4. Vocable: Die Thematik Gut / Böse erinnert an den TV-Film „Terror“von Lars Eidinger. Hier soll das Publikum nach einer Gerichtsverhandlung selbst entscheiden, ob die Hauptperson schuldig oder unschuldig ist. Rissenbeek: Genau. Es soll ein Attentat mit einem Flugzeug auf ein Stadion verübt werden. Der Pilot trifft die persönliche Entscheidung, das Flugzeug abzuschießen, weil er damit 40.000 Menschen im Stadion das Leben rettet. Aber er tötet die 200 Passagiere im Flugzeug. Auf den ersten Blick scheint das so klar zu sein: Wenn man 40.000 Leben rettet, ist der Tod von 200 Menschen gerechtfertigt... Aber es ist natürlich ein ethisches Dilemma. Kann man Menschenleben gegeneinander aufrechnen? Ist es nicht vielmehr
so, dass jedes einzelne Menschenleben zählt? Diesen Konflikt behandelt der Film.
5. Vocable: Und wie endet der Film? Rissenbeek: Das entscheidet das Publikum. Es gibt zwei Enden. Es gibt ein Ende, wo der Richter ihn für schuldig befindet und es gibt ein Ende, wo der Richter ihn für unschuldig befindet. In beiden Fällen gibt es eine Urteilsbegründung und beide klingen schlüssig.
6. Vocable: Welche weiteren Filme werden dieses Jahr gezeigt? Rissenbeek: Wir haben auch noch den tollen Berlinale-Wettbewerbsbeitrag „Helle Nächte“von Thomas Arslan, eine Vater-SohnGeschichte. Ein Vater sucht die Annäherung an seinen Sohn. Das ist sehr schön inszeniert und der junge Darsteller Tristan Göbel spielt ausgezeichnet. Außerdem zeigen wir noch einen anderen Berlinale-Film, „In Zeiten des abnehmenden Lichts“, der in der ehemaligen DDR kurz vor der Wende spielt. Auch ein Film, der sich mit Fragen auseinandersetzt wie: „Was darf der Staat? Was darf er nicht? Wo sind die Grenzen? Wer ist gut und wer ist böse?“. Er ist mit tollen Schauspielern besetzt wie Bruno Ganz oder Alexander Fehling. Im Programm ist auch „Marija“von Michael Koch. Dieser Film lief letztes Jahr in Locarno im Wettbewerb. Eine junge Frau, eine Ukrainerin, hält sich in Berlin mit Putzjobs über Wasser. Sie rutscht in gefährliche Situationen, weiß sich aber zu wehren und geht gestärkt aus den Gefahren hervor. „Drei Zinnen“ist eine Vater-Stiefsohn-Geschichte. In einer Patchwork-Familie versucht der neue Freund einer Frau deren Sohn für sich zu gewinnen, der Sohn ist ihm aber abgeneigt und sucht die Nähe seines leiblichen Vaters. Solche Themen beschäftigen vor allem junge Regisseure und Regisseurinnen.

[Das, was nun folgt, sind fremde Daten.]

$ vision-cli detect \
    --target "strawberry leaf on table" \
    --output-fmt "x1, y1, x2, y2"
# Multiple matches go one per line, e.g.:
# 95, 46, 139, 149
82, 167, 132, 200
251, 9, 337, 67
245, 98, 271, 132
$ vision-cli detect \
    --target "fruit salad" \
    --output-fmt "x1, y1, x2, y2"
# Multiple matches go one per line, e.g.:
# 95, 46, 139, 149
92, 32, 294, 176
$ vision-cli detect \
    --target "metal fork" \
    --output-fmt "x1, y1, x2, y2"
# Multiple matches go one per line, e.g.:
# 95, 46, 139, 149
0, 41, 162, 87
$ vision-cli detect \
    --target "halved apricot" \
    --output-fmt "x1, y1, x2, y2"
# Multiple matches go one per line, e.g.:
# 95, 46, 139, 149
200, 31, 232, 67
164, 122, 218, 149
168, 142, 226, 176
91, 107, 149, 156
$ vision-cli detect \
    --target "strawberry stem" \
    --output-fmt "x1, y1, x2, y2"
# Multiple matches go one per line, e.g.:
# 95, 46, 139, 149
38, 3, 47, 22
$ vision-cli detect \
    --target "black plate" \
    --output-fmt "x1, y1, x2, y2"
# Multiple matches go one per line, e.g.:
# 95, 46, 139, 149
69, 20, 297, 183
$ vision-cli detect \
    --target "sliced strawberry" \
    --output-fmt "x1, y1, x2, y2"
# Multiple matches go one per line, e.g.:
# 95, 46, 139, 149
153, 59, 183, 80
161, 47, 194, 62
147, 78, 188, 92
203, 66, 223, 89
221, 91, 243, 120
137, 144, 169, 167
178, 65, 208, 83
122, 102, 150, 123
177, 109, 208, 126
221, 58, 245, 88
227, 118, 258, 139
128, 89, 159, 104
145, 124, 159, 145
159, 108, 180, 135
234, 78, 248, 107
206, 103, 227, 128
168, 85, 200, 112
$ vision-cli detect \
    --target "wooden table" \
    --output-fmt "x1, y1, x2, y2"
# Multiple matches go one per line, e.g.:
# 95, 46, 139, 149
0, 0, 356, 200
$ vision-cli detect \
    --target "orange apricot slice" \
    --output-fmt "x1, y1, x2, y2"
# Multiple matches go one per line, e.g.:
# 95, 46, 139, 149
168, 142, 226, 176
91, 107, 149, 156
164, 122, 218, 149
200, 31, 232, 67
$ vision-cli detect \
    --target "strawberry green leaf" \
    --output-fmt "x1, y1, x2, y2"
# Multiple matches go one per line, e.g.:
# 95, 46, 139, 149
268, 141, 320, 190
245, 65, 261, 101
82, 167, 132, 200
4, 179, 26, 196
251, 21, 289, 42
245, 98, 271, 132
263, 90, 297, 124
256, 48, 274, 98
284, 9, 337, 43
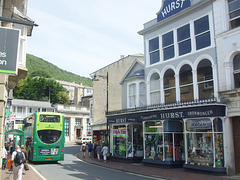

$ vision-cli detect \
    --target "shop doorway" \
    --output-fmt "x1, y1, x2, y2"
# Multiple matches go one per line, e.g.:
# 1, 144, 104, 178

7. Vocable: Nach welchen Kriterien suchen Sie die Filme für das Festival aus? Rissenbeek: Zunächst stellen wir eine Auswahl von ungefähr 40 Filmen zusammen. Das müssen Filme sein, die entweder in Deutschland im Kino erfolgreich waren oder sehr gute Kritiken in internationalen Zeitungen hatten oder schon bei einem ausländischen Festival gezeigt wurden. Aus diesen 40 Filmen, die diesen Kriterien entsprechen, sucht eine französische Jury die zehn Filme aus, die wir dann zeigen. Diese Jury kann ganz frei entscheiden, nach welchen Kriterien sie die Filme auswählt.